Les heures passent et, à dix-neuf heures, elle se retrouve face à une casserole de soupe à la citrouille et des tartines beurrées. Le repas se déroule dans un silence pesant. Les bols vides, Dad la monte dans la chambre d’enfant. Mom l’aide à enfiler la robe de nuit qu’elle a lavée à la main et séchée au vent de novembre. Avant de quitter la pièce, Mom borde religieusement Lucie et lui dépose un baiser sur le front.

« Bonne nuit, ma chérie ! 

- Mais il est trop tôt, proteste Lucie. Auriez-vous … un livre ? »

            La vieille dame attrape un bouquin au hasard dans la bibliothèque rose bonbon et le dépose dans les mains de Lucie. Il s’agit d’un recueil de contes pour enfants.

« Vous n’auriez rien pour adulte ? Je les connais depuis longtemps ces histoires. 

- Non. Mais c’est parfait pour t’endormir et faire de jolis rêves. Tu veux que je te les lise ?

- Non, ça ira. Merci. Bonne nuit. »   

            La jeune femme, enfin seule, a une envie folle de crier : « Au secours ! Sortez-moi de cette maison de fous ! ». Mais sa voix ne porte pas à dix kilomètres. Il faut qu’elle échafaude un plan. La nuit est parfaite pour cela. Dans les contes, peu d’inspiration. Raiponce s’est échappée de sa tour grâce à ses cheveux surdimensionnés. Lucie aimerait s’enfuir par la fenêtre mais ses cheveux n’ont pas la taille minimale requise. Hansel et Gretel ont failli être dévorés. Pourvu que le couple ne l’engraisse pas en vue de la cuisiner cet hiver, lorsque leurs réserves de viande seront épuisées. Le Petit Poucet était très malin avec ses petits cailloux blancs. Si Lucie avait su ! Et Cendrillon ? Le Prince est venu la sauver des griffes de sa belle-mère grâce à son escarpin. Et si Lucie lançait sa basket par la fenêtre de sa chambre, quelqu’un s’inquièterait-il de savoir à qui elle appartient ? Jack avait un haricot magique …

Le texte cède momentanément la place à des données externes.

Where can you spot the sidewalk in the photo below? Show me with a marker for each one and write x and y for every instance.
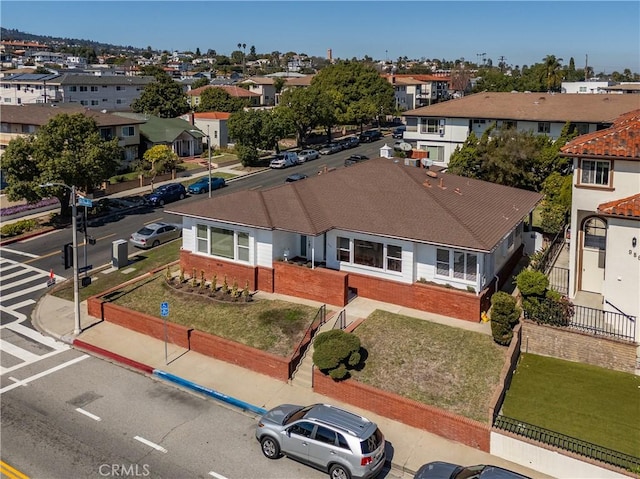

Non ! Ce qu’elle vit est loin d’un conte de fée. Elle a plus l’impression d’être Paul Sheldon, prisonnier d’Annie dans « Misery ». Comment s’en est-il sorti ? Lucie n’a vu que le film, incapable de finir un bouquin. Elle se souvient qu’il était recherché car c’était un écrivain célèbre et sa voiture accidentée a été retrouvée dans un ravin. Mais Lucie est loin d’être une célébrité et son vélo est dans le garage.

Elle a beau retourner le problème dans tous les sens, elle est bel et bien coincée ici avec ces deux vieux fous qui la prennent pour une poupée. Bon, au moins, elle est nourrie et soignée, tous les otages n’ont pas cette chance. Quelqu’un finira bien par s’inquiéter de son absence … dans quelques semaines ! Mais personne ne sait qu’elle a rendu visite à sa tante. Elle le fait un peu en cachette car Norma n’est pas très appréciée par les autres membres de la famille. Le pire est que sa tante risque de ne même plus se souvenir de son passage hier. Toutes ces considérations l’angoissent. Lucie trouve tardivement le sommeil.